Babak selanjutnya dari cerita itu adalah akibat bangkrutnya perusahaan keuangan karena bubble economics, karyawan terpaksa dikurangi, pengangguran meningkat dan daya beli menurun. Produsen barang dan jasa menurunkan produksinya, kemudian mengurangi karyawannya, akibatnya penggangguran bertambah lagi, daya beli menurun lagi. Jika hal ini telah melanda semua pelaku ekonomi dalam jangka waktu yang berketerusan, maka cerita mulai masuk pada babak resesi.

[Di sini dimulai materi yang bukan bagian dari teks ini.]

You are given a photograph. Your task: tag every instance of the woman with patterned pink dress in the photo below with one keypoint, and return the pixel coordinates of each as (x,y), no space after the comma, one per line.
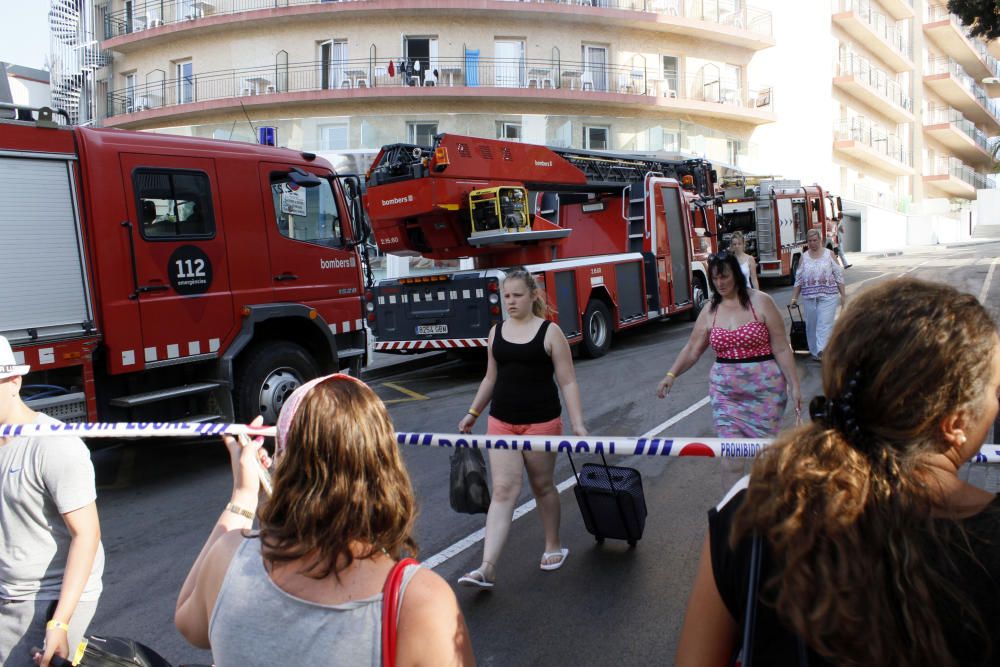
(754,371)
(819,280)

Resesi disuatu negara, apalagi di Amerika Serikat yang dianggap sebagai kiblat sistem ekonomi kapitalisme, berakibat langsung atau tidak langsung pada negara lain. Indonesia misalnya, terjadi penurunan permintaan ekspor, sebagaimana diketahui bahwa Amerika Serikat adalah salah satu negara pengimpor terbesar produk-produk Indonesia. Negara dengan pertumbuhan ekonomi besar seperti China atau India pun tak lepas dari imbas resesi ini, apatah lagi negara lain yang pertumbuhan ekonominya masih relatif rendah. Kesudahannya adalah resesi dunia.

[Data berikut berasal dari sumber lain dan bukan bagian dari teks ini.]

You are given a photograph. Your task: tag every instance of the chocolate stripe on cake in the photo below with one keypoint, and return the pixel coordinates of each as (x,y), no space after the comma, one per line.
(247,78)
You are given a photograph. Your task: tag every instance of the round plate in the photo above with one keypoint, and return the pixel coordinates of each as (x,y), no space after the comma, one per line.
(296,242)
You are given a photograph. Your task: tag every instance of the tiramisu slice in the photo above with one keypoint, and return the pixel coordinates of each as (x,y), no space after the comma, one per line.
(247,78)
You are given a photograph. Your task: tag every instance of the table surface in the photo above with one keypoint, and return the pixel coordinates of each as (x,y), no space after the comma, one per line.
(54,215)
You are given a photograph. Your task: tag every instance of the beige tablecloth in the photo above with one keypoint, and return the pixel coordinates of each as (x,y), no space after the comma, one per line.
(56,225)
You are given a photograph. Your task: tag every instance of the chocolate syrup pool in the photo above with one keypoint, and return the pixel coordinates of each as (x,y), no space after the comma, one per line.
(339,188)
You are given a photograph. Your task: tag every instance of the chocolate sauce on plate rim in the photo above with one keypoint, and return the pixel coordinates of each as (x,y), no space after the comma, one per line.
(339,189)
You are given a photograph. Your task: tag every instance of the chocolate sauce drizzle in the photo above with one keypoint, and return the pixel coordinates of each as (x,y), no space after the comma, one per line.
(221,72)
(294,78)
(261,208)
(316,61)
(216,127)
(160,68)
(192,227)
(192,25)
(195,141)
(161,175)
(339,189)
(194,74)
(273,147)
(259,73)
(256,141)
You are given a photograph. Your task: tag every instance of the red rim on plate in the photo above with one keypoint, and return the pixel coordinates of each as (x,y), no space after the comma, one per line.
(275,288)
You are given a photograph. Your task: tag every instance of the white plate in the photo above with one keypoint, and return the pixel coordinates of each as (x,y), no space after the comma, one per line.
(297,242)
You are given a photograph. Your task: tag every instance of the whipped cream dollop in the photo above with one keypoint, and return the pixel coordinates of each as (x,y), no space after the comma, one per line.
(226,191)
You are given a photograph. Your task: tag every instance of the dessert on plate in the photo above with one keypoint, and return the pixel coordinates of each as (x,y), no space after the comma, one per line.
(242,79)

Cerita kelam kelesuan ekonomi dunia membawa dampak psikologis yang cukup serius. Orang menjadi apatis akan hari depannya. Mereka mempunyai alasan yang tepat untuk menyatakan gagal pada diri sendiri. Pesimis pun muncul dalam benak mereka. Ini sangat disayangkan.

Di tengah suasana gulita seperti itu, masih ada secerca cahaya yang masih terus menyala. Dia akan tetap menjadi penerang dalam berekonomi. Dia menjadi penuntun langkah berikutnya bagi manusia yang sadar bahwa sistem ekonomi kapitalisme telah berulang kali menenggelamkan kehidupan perekonomian mereka. Dia adalah sistem ekonomi syariah.

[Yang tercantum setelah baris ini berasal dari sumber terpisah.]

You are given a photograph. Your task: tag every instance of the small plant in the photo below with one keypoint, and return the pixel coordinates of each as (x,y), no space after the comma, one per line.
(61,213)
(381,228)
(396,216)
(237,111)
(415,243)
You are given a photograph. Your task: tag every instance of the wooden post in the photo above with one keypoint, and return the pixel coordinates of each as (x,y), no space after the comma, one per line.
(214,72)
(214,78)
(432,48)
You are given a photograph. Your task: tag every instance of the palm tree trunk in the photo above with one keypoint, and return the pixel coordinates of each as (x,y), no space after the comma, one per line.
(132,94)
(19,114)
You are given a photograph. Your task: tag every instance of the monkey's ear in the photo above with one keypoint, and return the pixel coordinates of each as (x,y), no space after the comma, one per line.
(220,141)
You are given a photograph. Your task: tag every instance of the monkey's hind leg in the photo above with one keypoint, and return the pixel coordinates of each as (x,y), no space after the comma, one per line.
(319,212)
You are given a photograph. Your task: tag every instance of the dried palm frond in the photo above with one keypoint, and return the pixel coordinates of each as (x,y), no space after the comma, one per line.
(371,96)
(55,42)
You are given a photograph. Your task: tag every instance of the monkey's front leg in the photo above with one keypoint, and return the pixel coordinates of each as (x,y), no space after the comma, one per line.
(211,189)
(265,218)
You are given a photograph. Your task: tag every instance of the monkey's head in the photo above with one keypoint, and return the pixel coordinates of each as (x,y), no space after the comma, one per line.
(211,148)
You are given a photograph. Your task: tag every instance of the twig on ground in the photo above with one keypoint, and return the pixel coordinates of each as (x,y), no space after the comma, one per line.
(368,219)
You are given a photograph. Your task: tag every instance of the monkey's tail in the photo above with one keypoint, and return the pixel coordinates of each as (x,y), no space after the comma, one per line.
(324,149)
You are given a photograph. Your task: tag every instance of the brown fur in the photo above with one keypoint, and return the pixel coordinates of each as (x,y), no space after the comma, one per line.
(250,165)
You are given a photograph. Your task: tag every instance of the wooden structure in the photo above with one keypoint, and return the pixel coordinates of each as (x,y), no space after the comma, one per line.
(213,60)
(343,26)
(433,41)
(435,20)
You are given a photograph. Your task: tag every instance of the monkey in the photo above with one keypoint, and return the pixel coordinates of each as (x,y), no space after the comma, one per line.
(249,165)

Sistem ekonomi syariah diperkenalkan kembali pada dunia sejak tahun 1975, sebagai sistem ekonomi alternatif dari sistem yang ada ketika itu. Pertumbuhan yang pesat dari tahun ke tahun membuat orang mulai melirik sistem ini. Bank Dunia dan IMF mulai mempelajari keuangan syariah untuk melihat bagaimana hal itu dapat membentuk kembali sistem keuangan barat (Republika, 26/12/08).

Dengan demikian sistem ekonomi syariah telah mendapat sorotan internasional untuk dijadikan solusi sistem ekonomi masa depan yang aman. Pemerintah China dan Perancis terus mendesak Bank Dunia dan IMF untuk memformulasikan sistem baru yang lebih aman, sebagai kritik atas lemahnya sistem finansial yang dibangun. Dana bail out yang dikucurkan oleh The Fed, Bank Sentral Amerika Serikat pun, dikelola secara syariah juga, walaupun tidak secara eksplisit dikemukakan. Hal ini adalah terobosan pertama yang dilakukan The Fed sejak berdirinya yang tidak memakai bunga sebagai basis geraknya. Nyatalah bahwa sistem bunga tidak lagi menggembirakan. Jepang sudah lama menentukan suku bunganya hanya “nol koma sekian persen” atau dibawah 1%, sedangkan The Fed sudah menurunkan bunganya ke tingkat 0.25%. Dengan demikian, apalagi yang diharapkan dengan sistem bunga ini?

Konsep ekonomi syariah di Indonesia mulai marak sejak hadirnya bank berbasis syariah pertama, disusul kemudian lembaga–lembaga keuangan syariah lainnya. Namun memang, disadari bahwa sosialisasi memperkenalkan sistem ekonomi syariah ini kepada khalayak ramai berjalan lambat. Disini peran anggota masyarakat seperti pakar ekonomi syariah, praktisi ekonomi syariah, ulama, akademisi, lembaga swadaya masyarakat dan pemerintah, sangat dibutuhkan dalam menumbuhkembangkan ekonomi syariah.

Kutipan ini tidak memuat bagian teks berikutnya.